The question had haunted him for the rest of his life.
What did you do, James? What did you do?
There was an inquest of course. Both parents exonerated of any blame.
However, Jim knew the truth. He saw compassion in everybody's eyes but when he looked into his own all he saw was guilt.
Before the accident, he and Simone had been teetering on a slippery slope that would surely sweep them into the abyss of inevitable separation and eventual divorce, but for a while, strangely, the death of Lark brought them closer. But when the tears finally dried up and he still could not assuage the burning sense of guilt that throbbed in his heart, he started to drink. He found that the bottle gave him some solace, and as each day passed, he realized that he no longer needed his wife; his newfound friend would do him just fine.
Yup! With the help of his namesake Dr. James Beam, he could anaesthetize himself against the pain, and finally, against all of life itself.
Six months after the accident he didn't go home. Instead, he moved into their cabin at Shadow Mountain Lake and hired an attorney to file for divorce.
At the hearing, Simone had pleaded with him not to go through with it. She told him
she knew it was an accident; as much her fault as his and that she knew how much stress he was under. If it wasn't for her insisting on him staying, the accident would never have happened; did he see what that meant? That it was as much her fault as it was his. He ignored her plea to give it one last try and, just like that, they were divorced.
* * *
Fifteen
Jim stood outside the door to his daughter's room; his hand was shaking visibly as he reached for the knob. The guilt of almost twenty years came rushing back to him. As he eased the door open, he half expected to see his daughter sitting on her bed, dead eyes peering out from behind a matted curtain of blood encrusted blond hair, to hear her say through a mouth clogged and matted with gore, "Daddy, why did you kill me?"

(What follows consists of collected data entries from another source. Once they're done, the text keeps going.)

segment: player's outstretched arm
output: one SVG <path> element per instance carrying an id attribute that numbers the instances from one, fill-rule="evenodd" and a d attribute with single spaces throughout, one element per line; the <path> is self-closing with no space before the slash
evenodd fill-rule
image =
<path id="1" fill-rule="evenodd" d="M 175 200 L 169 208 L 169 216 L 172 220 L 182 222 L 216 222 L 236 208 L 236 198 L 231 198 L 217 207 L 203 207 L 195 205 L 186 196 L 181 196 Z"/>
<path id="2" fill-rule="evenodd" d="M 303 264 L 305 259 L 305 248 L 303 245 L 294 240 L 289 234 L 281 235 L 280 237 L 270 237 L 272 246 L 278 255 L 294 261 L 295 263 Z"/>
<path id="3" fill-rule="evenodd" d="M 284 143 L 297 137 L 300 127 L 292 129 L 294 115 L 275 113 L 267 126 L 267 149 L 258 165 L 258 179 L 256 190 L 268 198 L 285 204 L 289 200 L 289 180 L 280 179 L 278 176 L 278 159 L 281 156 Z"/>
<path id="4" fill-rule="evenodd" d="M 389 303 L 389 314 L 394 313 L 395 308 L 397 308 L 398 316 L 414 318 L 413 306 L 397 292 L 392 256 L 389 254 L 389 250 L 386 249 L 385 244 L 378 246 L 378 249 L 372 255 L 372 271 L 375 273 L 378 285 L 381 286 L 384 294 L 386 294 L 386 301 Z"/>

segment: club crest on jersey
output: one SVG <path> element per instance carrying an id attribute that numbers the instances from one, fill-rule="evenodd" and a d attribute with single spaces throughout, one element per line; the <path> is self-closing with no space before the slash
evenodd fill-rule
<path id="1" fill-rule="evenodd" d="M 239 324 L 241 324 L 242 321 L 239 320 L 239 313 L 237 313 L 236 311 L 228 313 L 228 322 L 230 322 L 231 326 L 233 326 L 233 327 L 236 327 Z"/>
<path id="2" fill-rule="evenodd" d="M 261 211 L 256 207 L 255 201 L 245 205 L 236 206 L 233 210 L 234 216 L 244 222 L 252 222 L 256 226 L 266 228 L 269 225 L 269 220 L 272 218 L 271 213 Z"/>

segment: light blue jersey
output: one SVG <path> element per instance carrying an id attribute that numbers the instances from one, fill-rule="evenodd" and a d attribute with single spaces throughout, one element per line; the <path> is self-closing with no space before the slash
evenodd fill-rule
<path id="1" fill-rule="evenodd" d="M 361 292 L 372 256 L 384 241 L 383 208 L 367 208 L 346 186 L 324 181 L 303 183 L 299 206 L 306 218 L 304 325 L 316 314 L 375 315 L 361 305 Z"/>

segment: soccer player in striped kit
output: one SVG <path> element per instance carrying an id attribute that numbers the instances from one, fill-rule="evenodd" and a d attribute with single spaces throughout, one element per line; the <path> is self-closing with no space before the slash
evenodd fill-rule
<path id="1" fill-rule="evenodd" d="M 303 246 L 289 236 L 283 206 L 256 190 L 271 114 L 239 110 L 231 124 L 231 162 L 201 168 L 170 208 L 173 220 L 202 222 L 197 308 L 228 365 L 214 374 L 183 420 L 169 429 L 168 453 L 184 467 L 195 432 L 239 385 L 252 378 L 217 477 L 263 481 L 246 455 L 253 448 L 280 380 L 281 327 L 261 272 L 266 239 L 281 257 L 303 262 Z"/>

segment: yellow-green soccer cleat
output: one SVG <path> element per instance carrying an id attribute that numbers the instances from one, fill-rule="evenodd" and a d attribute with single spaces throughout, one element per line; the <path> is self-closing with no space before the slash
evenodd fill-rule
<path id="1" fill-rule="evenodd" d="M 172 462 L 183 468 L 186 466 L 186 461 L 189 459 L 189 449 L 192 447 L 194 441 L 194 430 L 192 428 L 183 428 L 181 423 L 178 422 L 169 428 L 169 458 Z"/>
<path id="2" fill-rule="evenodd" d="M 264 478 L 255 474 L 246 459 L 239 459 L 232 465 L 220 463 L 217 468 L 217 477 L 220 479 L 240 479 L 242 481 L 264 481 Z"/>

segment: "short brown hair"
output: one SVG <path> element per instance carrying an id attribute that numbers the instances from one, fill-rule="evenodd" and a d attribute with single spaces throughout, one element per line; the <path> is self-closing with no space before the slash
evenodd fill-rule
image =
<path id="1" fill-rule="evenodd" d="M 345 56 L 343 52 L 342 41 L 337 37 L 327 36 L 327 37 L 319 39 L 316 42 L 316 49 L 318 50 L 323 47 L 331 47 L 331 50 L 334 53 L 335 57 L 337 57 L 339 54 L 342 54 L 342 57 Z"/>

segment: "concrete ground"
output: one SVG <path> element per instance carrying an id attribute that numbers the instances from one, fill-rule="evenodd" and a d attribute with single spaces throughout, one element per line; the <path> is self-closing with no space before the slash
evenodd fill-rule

But Lark’s room was empty.
After the accident, they had cleared the room out. Donated most of her toys and clothes to a charity, the rest had gone to family and friends as mementos. Simone had objected at first but eventually she had submitted to him and they had removed all that had made the room Lark’s. He scrubbed it clean of any memory of her in a vain hope that removing the constant reminders of his little girl might in turn, help him overcome his grief and self-loathing.
Standing here now, her room restored and the accident still so far away yet so keenly remembered, brought back the ache of absence for his daughter. Her bed neatly made, a cuddle of soft-toys collected on the pillows. Her books and DVD's resting in racks against one wall. A boom box sat high on a shelf; below it, her TV.